Have you ever stocked up your fridge with tons of in-season organic fruits and vegetables, only to watch them grow moldy and decompose just a couple days later? Not only is that a major waste of money, but it’s contributing to the major food waste problem we have in America—half of all produce in the U.S. is thrown out, according to research. Filling the fridge for the long haul is a game of strategy, a balancing act of things to eat now and things to eat later, ideally with a range of flavors and textures for optimal versatility. This is a lot to consider, especially if you’re trying to use everything in its prime.

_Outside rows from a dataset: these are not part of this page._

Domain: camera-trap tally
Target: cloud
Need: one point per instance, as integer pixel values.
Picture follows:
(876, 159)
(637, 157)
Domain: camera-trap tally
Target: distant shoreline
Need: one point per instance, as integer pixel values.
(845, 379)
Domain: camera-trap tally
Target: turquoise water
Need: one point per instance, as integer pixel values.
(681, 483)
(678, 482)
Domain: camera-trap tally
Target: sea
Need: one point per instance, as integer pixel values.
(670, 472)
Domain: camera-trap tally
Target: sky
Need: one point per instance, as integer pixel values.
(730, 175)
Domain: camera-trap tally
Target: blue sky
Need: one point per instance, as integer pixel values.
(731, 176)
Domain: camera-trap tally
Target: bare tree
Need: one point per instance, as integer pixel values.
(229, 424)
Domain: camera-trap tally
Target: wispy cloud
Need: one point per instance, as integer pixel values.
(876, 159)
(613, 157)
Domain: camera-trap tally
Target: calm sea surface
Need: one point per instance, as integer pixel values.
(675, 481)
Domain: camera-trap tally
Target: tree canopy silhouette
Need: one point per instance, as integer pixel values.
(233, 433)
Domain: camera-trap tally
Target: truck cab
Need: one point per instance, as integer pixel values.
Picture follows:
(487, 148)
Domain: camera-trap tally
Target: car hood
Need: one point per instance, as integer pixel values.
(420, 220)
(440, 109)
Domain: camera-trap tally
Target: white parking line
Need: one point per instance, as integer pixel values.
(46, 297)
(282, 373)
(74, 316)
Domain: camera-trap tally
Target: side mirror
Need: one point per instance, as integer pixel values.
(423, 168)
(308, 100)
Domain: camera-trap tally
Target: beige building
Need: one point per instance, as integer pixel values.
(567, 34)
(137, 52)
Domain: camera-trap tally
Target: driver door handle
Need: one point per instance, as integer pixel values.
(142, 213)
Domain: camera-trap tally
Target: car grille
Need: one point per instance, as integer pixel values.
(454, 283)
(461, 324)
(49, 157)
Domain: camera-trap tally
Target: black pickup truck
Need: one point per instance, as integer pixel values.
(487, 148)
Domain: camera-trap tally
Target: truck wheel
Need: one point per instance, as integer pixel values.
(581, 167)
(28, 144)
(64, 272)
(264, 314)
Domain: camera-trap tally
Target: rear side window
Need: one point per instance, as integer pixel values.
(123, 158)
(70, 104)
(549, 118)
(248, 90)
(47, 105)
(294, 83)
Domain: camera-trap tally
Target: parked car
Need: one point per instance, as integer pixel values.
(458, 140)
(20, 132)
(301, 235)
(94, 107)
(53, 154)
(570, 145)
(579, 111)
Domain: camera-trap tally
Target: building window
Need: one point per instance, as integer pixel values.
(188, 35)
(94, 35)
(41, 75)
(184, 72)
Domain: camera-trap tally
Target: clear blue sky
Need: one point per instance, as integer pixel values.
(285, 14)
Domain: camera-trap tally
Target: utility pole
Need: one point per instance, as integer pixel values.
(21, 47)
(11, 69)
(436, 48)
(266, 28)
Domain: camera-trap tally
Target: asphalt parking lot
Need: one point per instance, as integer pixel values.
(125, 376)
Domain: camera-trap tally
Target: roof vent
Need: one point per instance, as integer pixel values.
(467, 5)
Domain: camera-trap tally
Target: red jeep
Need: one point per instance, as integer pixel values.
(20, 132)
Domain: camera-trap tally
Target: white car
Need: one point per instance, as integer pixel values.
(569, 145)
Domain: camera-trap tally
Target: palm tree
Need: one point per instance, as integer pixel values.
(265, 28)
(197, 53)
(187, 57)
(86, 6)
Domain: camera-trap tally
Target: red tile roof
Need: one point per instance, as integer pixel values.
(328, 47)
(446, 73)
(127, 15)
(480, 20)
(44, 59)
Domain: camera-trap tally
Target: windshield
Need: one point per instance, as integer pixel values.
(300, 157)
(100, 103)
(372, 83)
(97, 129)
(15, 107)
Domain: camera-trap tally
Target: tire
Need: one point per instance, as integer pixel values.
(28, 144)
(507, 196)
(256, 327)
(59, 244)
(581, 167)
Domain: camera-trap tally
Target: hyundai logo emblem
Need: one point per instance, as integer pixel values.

Keep your produce fresh for as long as possible by following these simple tips and tricks.
First, double-check which fruits and vegetables you should and shouldn’t be refrigerating, and make your grocery list with attention paid to what will last the longest in the fridge. Then read on for 10 tips for keeping your produce practically perfect (or, you know, good enough!):
Keep your produce DRY…
A little humidity is a good thing for produce but wet is bad news. Some moisture will keep produce perky; too much moisture can promote mold or sliminess. Make sure you thoroughly dry anything you’re washing before putting it away. There are a few exceptions to this rule:
-Scallions like to be stored upright, roots-down, in water at room temp—and they’ll keep growing that way forever as long as you freshen the water every now and then.
-Asparagus is more like a bouquet of fresh flowers: Trim the ends, wrap the bottom in a paper towel with a rubber band around the paper towel, and then dampen the paper towel under the faucet. Put the asparagus with the rubber banded paper towel into the plastic bag you brought the asparagus home in and stand it upright in your fridge until you’re ready to use it.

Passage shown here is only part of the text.